In fact, Stokes and others credit Butler with a key role in getting Congress to do away with involuntary arbitration contracts in the poultry industry. Disgruntled growers had long complained about those contracts, arguing “integrators” use them to protect themselves from jury trials when the abuse the growers. (Trial lawyers didn’t like that “no trial” stuff much, either.)
This is going to be interesting. Butler is not a guy who, by reputation at least, seems to have little patience with mainstream agricultural business practices. Before his company Web site was taken down, his list of “agricultural links” included neither the National Cattlemen’s Beef Association nor the American Farm Bureau. OCM was there. As was R-CALF and a host of “sustainable” and “family” farm organizations.
It’s been years since most us paid much attention to GIPSA. The agency mostly tells rogue cattle buyers and broke auctions they must close barn doors after horses are out. And promise not to leave the doors open again.
It’s been years since the agency policy had much impact on the way we do business.

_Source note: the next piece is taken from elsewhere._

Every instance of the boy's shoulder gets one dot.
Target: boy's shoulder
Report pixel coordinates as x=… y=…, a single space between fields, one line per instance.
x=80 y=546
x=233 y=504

But overlay Mr. Butler’s politics onto the personality of a trial lawyer, and there may be reason Mr. Butler’s colleagues on the left side are so enthusiastic about his new job.
Randy Stevenson, current president and another founding member of OCM,says he expects to see Butler bring the “interests of producers” back into the picture. Stevenson says the Bushies at GIPSA were just there to protect packers from the Packers and Stockyards law.
He says it will take time for Butler to swing GIPSA’s bow, but he says Butler has the instincts to do it. Just how much change he can bring is Stevenson’s question.
Jess Peterson, executive vice president of the U.S. Cattlemen’s Association (another outfit not on the Butler Law Firm list of links) says he worked with Butler on several legislative efforts and says, “He is certainly on the side of the producer.”
Peterson predicts “a much more aggressive” approach to the P&S law in the years ahead.